Я поняла всю абсурдность своей просьбы.
— Тогда хоть принесите воды и чистую одежду.
Я размачивала заляпанную грязью повязку, пока она не снялась. Приказав Федору держать свечу, я повернула голову раненого к свету.
— Порез глубокий. Его следовало бы продезинфицировать и наложить швы. Няня, где мы?
— В подвале дачи Силомирских, душа моя. Мы прячемся здесь от большевиков.
— Потом, потом. Дай мне подумать. Дача… Здесь у нас был дом для выздоравливающих солдат, и значит, есть аптека. Там должны быть медицинские припасы. Пойдем посмотрим.
Несмотря на протесты няни, я пошла, Федор освещал мне дорогу. Мы довольно долго блуждали по этому призрачному, безлюдному дому. Некоторые комнаты были волнующе знакомы, как будто я уже посещала их в прошлой жизни. Здесь я спала, когда была ребенком, с плюшевым мишкой в руках. Там, семнадцатилетней влюбленной девушкой я слушала плеск воды в заливе. Влюбленной в кого? И когда это было?
Тупая головная боль стала возвращаться ко мне. Я быстро нашла аптеку на первом этаже. В подвал я вернулась со всем необходимым в эмалированном тазу. Федор держал свечу, пока я чистила и зашивала рану пальцами, не забывшими свое прежнее мастерство. Затем, утомленная всем происшедшим, я сказала барону Нейссену, что выслушаю его новости завтра, и легла спать.
Всю ночь я беспокойно металась, пытаясь стряхнуть завесу забвения, все еще затуманивающую мой мозг. На рассвете я, наконец, заснула и перед тем, как проснуться, вспомнила все, включая последнее свидание с Алексеем, предупреждение беспризорного мальчишки, переход на лодке к бухте. Но как я ни морщила лоб, ни трясла головой — все, что случилось на берегу, и как я в конце концов оказалась в этом подвале — все было за пределами моего сознания.
Я вышла на улицу для утреннего туалета, сломала ледок, образовавшийся в баке с водой, и с удовольствием ощутила кожей холодный утренний воздух. Проследив за стаей диких уток, пролетавших на юг над головой, я посмотрела на свое отражение.
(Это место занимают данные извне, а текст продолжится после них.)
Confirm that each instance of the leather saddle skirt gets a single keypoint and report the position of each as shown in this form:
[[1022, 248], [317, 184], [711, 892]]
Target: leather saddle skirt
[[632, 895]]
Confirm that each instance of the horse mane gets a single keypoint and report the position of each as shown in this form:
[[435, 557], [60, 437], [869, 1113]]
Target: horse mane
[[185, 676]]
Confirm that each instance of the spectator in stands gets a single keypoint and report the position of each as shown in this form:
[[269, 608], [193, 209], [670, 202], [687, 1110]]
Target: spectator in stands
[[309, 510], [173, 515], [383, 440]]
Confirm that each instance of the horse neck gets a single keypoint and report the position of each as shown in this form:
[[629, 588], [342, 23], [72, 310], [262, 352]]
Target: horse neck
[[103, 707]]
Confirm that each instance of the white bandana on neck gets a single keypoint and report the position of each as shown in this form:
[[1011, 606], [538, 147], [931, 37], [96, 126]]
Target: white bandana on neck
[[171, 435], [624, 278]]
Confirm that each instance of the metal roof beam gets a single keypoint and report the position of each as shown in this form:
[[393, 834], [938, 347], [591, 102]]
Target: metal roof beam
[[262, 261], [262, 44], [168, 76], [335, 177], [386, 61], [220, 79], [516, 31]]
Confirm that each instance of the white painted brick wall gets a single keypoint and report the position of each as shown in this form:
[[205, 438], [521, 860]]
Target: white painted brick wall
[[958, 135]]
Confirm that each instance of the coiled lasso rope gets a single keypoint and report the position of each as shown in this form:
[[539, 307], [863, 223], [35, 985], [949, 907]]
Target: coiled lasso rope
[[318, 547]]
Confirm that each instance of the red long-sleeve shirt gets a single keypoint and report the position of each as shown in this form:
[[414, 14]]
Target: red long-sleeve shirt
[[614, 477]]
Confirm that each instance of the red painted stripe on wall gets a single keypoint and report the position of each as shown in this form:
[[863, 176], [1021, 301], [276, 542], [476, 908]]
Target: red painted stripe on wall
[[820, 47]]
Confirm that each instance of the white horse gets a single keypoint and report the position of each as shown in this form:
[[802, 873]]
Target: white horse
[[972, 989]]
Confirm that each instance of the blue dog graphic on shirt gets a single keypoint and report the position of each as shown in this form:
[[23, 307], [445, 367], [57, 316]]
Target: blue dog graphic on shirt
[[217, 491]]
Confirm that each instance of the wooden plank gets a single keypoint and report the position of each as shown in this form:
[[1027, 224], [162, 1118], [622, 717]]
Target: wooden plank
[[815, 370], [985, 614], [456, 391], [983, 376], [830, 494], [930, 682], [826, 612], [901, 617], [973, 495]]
— Стиви сказал бы, что ты выглядишь, как самое настоящее пугало, «худышка-глупышка», — нежно обратилась я к своему отражению. Не красавица, конечно, но это была я. Тщательно расчесав волосы, надев туфли, хотя они и жали, я вышла встречать своего гостя-офицера к завтраку, состоявшему из воды, ягод и остатков зайца, поданного на блюде розового с золотом китайского фарфора, принесенного сверху.
Барон Нейссен был уже гладко выбрит, его усы были тщательно подстрижены. Но если сейчас он не был так застенчив из-за своего внешнего вида, то, казалось, нервничал он еще больше и все время кусал губы. Я спросила его о послании. Он вынул запечатанный конверт из внутреннего кармана бушлата и без слов положил передо мной.
Я поднесла письмо к тусклому свету от зарешеченного окна. Буквы прыгали у меня перед глазами, уже отвыкшими от чтения, затем наконец встали на свои места. Узнав отчетливый, немного угловатый почерк моей тезки, я начала читать по-английски:
«Дорогая Тата!
Моя названая сестра, мой единственный друг, где бы ты ни была, я молюсь, чтобы это письмо дошло до тебя, со всей моей нежной любовью, пожеланием безопасности и счастья от нас всех. Я получила твое известие о смерти Анны Владимировны».